Published: 1:00 pm, Tue. Apr. 19th, 2016Updated: 2:02 pm
Looking back 40, 30 and 20 years ago, the following are excerpts from the Artesia Daily Press from April 17-23.
40 years ago
April 17‐23, 1976
Helen Mapes of Artesia was honored as Artesia Artist of the Year 1975-76 at Monday evening’s full membership meeting of the Artesia Arts Council. She was presented with a silver medallion designed and created by a local artist. On hand for the award presentation and the arts council annual meeting were Bernard Lopez, executive director of the N.M. Arts Commission; Sally Burkstaller, a member of the state arts commission; and Estelle Yates, outgoing president of the local arts council.
A truck laden with cotton bales to be eventually donated to presidential candidate Jimmy Carter arrived in Artesia Tuesday to add bale No. 48 to the load.
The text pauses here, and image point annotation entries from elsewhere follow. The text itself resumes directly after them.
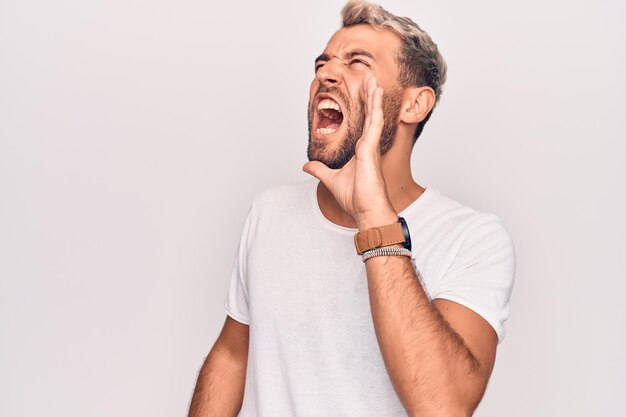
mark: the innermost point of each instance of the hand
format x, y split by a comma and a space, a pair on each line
359, 186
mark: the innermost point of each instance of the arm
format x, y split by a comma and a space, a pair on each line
219, 390
438, 354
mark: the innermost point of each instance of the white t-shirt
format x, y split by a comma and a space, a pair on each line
300, 286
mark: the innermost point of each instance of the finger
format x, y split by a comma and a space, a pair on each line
319, 171
365, 100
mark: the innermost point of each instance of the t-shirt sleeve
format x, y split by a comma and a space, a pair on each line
236, 301
482, 273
The truck, which was dispatched from the Imperial Valley of California last week, expects to pick up about 80 bales on its trip through the southern states, or some $20,000 worth of cotton, to be donated to the Carter campaign.
As reported in the Pinon News: A large number of the ranchers are pumping and hauling water to different pastures on their ranches. Farrell Van Cleve’s tank water at Stevens Lake is getting low, and he wants Robert Stevenson to move his well rig there to see if he can clean his well. People in the area are anxiously awaiting and hoping the pipeline from Robert Bell’s ranch on Blue Water Canyon will soon be started.
30 years ago
April 17‐23, 1986
Lake Arthur fifth-grade student Ramon Garcia recently received by mail the postcard he attached to a helium balloon and launched as part of a school project in March. The balloon carried the postcard as far as the Good Ranch, about 15 miles northwest of Lovington. The distance traveled makes the youth the winner of the postcard contest, and he and fellow class members will receive a reward of snow cones for capturing the title.
Two Artesia girls — Michelle and Christie Stark — are among 24 New Mexico girls selected to the state’s Best Under 16 soccer team following recent tryouts against some of the state’s best kickers and blockers. The Starks, both eighth-graders at Park Junior High School, were the only Artesians selected. They are the daughters of George and Barbara Gandy.
As reported in the Pinon News: It will soon be time to vote. A number of persons are wondering if everyone is registered to vote. If not, it is time to get it done.
The Artesia Chamber of Commerce Board of Directors has approved a resolution endorsing the establishment of an 18-hole golf course and the “joining of hands” by the city and the Artesia Country Club.
Artesia’s Staci Scott is the third-best free-throw shooter in the nation in her age group. Scott canned 20 of 25 free throws in the Elks’ National Hoop Shoot Finals at Market Square Arena in Indianapolis, Ind.
20 years ago
April 17‐23, 1996
Celebrating its 35th year, the Artesia General Hospital Auxiliary installed its new officers during a luncheon held at the Artesia Country Club Wednesday. They were Marcia Nowak, president; Barbara Chandler, vice president; Rita Weatherspoon, secretary; and Maureen Mainardi, treasurer. Outgoing AGH Auxiliary president Cora Berg and AGH Auxiliary Liaison Lynn Atteberry presented the new officers at a ceremony in which awards including the 50 and 500 Hours Pins and 1,000, 2,500, 3,000 and 5,000 Hours Bars were given.
As reported in the Pinon News: Mrs. Dulce Stevenson’s daughter, Mrs. Glenna Lee Bartola, came and got her mother and took her to Roswell Monday where she got a haircut and permanent, then spent the night with the Bartolas. Tuesday, Mrs. Stevenson and Mrs. Bartola went to Artesia and had birthday dinner with Mrs. Stevenson’s sister, and a short visit, they returned to Mrs. Stevenson’s ranch east of Pinon. Mrs. Bartola spent the night with her mother before returning home to Roswell Wednesday morning.
Medical providers in Artesia are at an all-time high level, most would agree, but according to some physicians on the medical staff at Artesia General Hospital, there will come a point when the city is saturated with service.
Park Junior High School’s homemaking students are getting a close look at community spirit. After a semester of instruction in cooking skills, they were surprised to find no sewing machines available for the second semester, which was to be devoted to learning sewing skills (due to budget constraints.) Artesia merchants and businesses, informed of the need, generously opened their purses to underwrite the cost of repairing many useless sewing machines in the classroom.
(EDITOR’S NOTE: Looking Back is compiled each week by Daily Press Community Living Editor Teresa Lemon.)